Con ciò ci saremo felicemente liberati per qualche tempo dello stato primitivo uguale a se stesso. Dühring passa alla chimica e coglie quest'occasione per rivelarci le seguenti tre leggi di permanenza della natura acquisite sinora dalla filosofia della realtà:
1) la quantità della materia universale; 2) quella degli elementi (chimici) semplici; 3) quella dell'energia meccanica, sono immutabili.
Quindi, increabilità e indistruttibilità, sia della materia che delle sue parti costitutive semplici, nella misura in cui essa ne ha, e indistruttibilità e increabilità del movimento; vecchi fatti universalmente noti, espressi in modo estremamente inadeguato: ecco l'unico elemento effettivamente positivo che Dühring è in grado di offrirci come risultato della sua filosofia della natura e del mondo inorganico. Tutte cose che sapevamo da lungo tempo. Quel che non sapevamo è che esse siano "leggi di permanenza" e come tali "proprietà schematiche del sistema delle cose". Qui noi dobbiamo dire di nuovo quello che abbiamo detto sopra a proposito di Kant: Dühring prende una qualsiasi storiella nota a tutti, ci appiccica un'etichetta dühringiana, e chiama questo: "conclusioni e vedute fondamentalmente originali ... idee che creano un sistema... scienza che va alle radici".
Ma ci vuol altro perché ci si debba disperare per questa ragione.
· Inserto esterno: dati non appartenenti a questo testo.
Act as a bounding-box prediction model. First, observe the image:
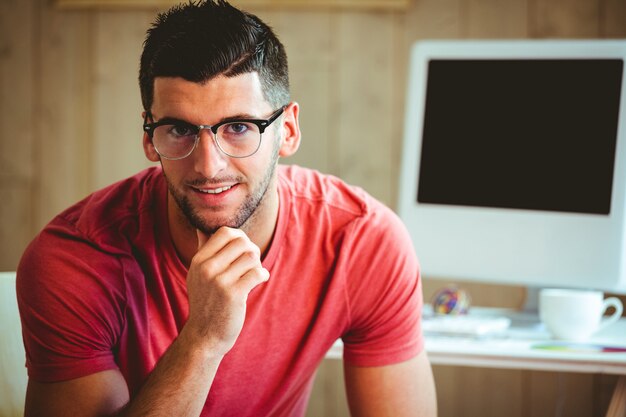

Quali che siano le deficienze che scienza che più va alle radici e la migliore organizzazione della società possano avere, una cosa Dühring può affermare con precisione:
"La quantità di oro esistente nell'universo deve in ogni epoca essere stata sempre la stessa e tanto poco può essersi cresciuta o diminuita quanto la materia universale".
Ma che cosa possiamo comprarci con quest'"oro esistente", questo disgraziatamente Dühring non lo dice.
"Dalla meccanica della pressione e dell'urto al legame delle sensazioni e dei pensieri si stende un'unica e unitaria serie di gradini intermedi".
Con questa assicurazione Dühring si risparmia di dire qualche cosa di più sull'origine della vita, sebbene da un pensatore che è risalito, seguendo lo sviluppo del mondo, sino allo stato eguale a se stesso e che si sente tanto a casa sua sugli altri corpi celesti, ci si dovessero pur aspettare anche delle informazioni precise. Del resto quell'asserzione è esatta solo per metà, finché non venga integrata dalla linea nodale delle relazioni di misura di Hegel, della quale abbiamo già fatto menzione. Malgrado ogni gradualità, il passaggio da una forma di movimento ad un'altra rimane sempre un salto, una svolta decisiva. Così il passaggio dalla meccanica dei corpi celesti a quella delle masse minori che esistono su un singolo corpo celeste; altrettanto il passaggio dalla meccanica delle masse alla meccanica delle molecole, includendo le forme di movimento che indaghiamo nella fisica propriamente detta: calore, luce, elettricità, magnetismo; egualmente, il passaggio dalla fisica delle molecole alla fisica degli atomi, la chimica, si compie a sua volta con un salto netto, e questo è ancor più chiaramente il caso del passaggio dall'azione chimica ordinaria al chimismo dell'albume [34] che chiamiamo vita [35]. Nell'interno della sfera della vita i salti diventano sempre più rari ed insensibili. È quindi di nuovo Hegel che Dühring deve correggere.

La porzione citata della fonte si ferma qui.